Billionaire private equity titan David Rubenstein told CNBC on Thursday he believes cryptocurrencies will remain a part of the financial landscape in years to come, dismissing concerns that the burgeoning asset class is a fad destined to fade away.
In an interview on “Squawk Box,” Rubenstein said he’s personally invested in companies that facilitate crypto trading, although not the digital tokens directly. “I did that, in part, because I think it’s here to stay. Cryptocurrency is not going away, just like gold is not going away,” the Carlyle Group co-founder and co-chairman said, adding some investors see bitcoin as a substitute for gold.

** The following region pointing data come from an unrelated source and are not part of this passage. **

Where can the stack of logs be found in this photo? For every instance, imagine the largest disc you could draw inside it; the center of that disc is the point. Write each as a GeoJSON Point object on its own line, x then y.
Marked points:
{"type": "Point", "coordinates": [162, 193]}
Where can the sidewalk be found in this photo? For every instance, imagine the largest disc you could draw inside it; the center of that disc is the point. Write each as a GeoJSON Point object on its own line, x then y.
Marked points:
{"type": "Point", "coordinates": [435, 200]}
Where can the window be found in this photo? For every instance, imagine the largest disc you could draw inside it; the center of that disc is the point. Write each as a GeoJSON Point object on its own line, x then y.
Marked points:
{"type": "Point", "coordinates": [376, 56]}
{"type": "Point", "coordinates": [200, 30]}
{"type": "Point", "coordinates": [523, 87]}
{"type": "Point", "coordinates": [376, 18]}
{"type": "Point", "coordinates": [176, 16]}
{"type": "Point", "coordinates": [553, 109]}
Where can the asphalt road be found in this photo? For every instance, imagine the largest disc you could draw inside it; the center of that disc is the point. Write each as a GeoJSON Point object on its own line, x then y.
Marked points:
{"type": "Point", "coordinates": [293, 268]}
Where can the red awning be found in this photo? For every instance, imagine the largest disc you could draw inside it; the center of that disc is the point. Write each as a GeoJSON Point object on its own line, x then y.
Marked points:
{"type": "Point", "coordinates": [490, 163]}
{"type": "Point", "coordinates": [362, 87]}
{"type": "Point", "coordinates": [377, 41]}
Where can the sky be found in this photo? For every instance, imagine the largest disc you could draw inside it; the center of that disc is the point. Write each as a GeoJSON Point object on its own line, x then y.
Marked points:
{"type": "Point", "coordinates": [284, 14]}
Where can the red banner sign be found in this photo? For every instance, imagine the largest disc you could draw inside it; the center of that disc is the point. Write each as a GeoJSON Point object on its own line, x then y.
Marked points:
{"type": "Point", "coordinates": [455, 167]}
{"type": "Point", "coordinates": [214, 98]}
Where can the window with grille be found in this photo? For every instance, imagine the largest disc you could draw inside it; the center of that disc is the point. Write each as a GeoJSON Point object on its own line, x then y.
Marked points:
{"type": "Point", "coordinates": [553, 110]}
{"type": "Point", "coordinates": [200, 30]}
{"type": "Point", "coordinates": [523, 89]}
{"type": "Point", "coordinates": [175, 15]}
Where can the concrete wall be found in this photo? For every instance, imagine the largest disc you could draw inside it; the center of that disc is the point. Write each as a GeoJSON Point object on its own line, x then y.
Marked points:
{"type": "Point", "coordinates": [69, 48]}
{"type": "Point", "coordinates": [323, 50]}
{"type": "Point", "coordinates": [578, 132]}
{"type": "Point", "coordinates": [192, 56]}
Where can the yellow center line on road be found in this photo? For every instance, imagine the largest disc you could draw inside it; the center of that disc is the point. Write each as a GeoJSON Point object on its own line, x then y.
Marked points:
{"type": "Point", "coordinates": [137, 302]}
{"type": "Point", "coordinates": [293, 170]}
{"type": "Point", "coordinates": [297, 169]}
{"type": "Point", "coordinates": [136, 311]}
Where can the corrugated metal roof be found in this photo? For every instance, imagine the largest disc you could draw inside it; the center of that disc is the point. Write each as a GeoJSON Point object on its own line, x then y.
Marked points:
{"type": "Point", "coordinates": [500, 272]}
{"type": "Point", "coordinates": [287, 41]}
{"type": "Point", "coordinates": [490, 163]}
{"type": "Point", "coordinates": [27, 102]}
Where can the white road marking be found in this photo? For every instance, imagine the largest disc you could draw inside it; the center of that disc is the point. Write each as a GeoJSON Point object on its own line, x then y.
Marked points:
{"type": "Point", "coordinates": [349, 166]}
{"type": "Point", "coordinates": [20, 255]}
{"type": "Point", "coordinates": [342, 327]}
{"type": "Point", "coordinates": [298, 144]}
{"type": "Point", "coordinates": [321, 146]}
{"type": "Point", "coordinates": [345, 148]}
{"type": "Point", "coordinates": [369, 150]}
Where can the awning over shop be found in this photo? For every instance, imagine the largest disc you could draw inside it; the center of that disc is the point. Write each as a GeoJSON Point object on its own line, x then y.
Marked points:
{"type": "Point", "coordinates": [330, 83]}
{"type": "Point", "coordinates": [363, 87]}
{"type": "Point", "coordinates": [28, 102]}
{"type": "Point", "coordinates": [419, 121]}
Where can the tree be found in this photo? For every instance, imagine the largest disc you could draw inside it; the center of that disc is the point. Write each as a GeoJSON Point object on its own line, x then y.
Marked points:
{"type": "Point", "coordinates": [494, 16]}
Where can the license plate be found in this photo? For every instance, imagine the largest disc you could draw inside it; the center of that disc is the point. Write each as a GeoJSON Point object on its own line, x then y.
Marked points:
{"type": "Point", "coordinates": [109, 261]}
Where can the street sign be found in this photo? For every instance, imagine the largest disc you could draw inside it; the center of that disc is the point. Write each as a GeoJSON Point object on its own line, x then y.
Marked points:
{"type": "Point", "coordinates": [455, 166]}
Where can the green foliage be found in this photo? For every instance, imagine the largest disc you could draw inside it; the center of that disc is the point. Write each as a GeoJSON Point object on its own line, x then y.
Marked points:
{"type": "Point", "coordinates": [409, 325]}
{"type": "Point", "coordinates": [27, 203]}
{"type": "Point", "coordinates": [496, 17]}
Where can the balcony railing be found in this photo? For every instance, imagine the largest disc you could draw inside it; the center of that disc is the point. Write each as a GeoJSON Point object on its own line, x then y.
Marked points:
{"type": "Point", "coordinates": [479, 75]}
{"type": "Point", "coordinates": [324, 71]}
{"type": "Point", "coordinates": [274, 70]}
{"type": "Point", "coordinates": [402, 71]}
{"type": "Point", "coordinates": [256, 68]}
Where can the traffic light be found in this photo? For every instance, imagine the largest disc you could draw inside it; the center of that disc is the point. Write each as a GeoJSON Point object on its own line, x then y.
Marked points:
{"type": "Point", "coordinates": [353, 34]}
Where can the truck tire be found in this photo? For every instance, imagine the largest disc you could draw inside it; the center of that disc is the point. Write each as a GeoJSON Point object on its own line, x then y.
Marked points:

Rubenstein’s comments Thursday came one day after a hugely volatile day for bitcoin, the world’s largest cryptocurrency by market capitalization, and a host of other digital assets. The entire crypto market saw hundreds of billions of dollars of value wiped out after bitcoin plunged more than 30% at its lowest point Wednesday to around $30,000 per token. Bitcoin later recovered some of those losses and traded back up over $41,000 on Thursday.
“It has its ups and downs, and yesterday was not a good day,” Rubenstein said, referring to Wednesday’s collapse. “But that’s true of anything that is relatively new, and I don’t think you’re going to see anything like crypto going away and disappearing. It’s here.”
Anthony Scaramucci, founder of the hedge fund SkyBridge Capital, shared Rubenstein’s view around volatility, saying later on “Squawk Box” that bitcoin’s plunge Wednesday was hardly an historic anomaly. “I think the bull market is intact for bitcoin. If you go back over the different slides in bitcoin over the last 12 years, this is consistent with those slides,” Scaramucci said.
Some people remain skeptical of bitcoin, even as Rubenstein and a range of other high-profile investors tout its long-term viability. For example, Berkshire Hathaway Vice Chairman Charlie Munger said earlier this month that the “whole damn development” of bitcoin is “disgusting and contrary to the interests of civilization.”
Rubenstein said that whether people think bitcoin and cryptocurrencies are “right or wrong,” it’s clear that there’s an appetite for an alternative to the current financial system. “It’s here because people in the market want something other than just the traditional currencies that we’ve had,” he said.
“If you go into cryptocurrencies, you should expect big ups and downs and big fluctuations. If you’re not prepared for that, don’t go into cryptocurrency,” added Rubenstein, who co-founded Carlyle in 1987 after serving in the Jimmy Carter administration.
For crypto investors, one lingering question is whether the U.S. government will step up its regulation of digital assets. Securities and Exchange Commission Chairman Gary Gensler, who is new to the role, told CNBC earlier this month that he believes “we need greater investor protection” around bitcoin.
“To the extent that something is a security, the SEC has a lot of authority. And a lot of crypto tokens — I won’t call them cryptocurrencies for this moment — are indeed securities,” Gensler said May 7 on “Squawk Box.”
Rubenstein weighed in on the prospect of more regulation, saying the idea that “the government is going to be able to stop cryptocurrency from being something investors want is unrealistic at this point.”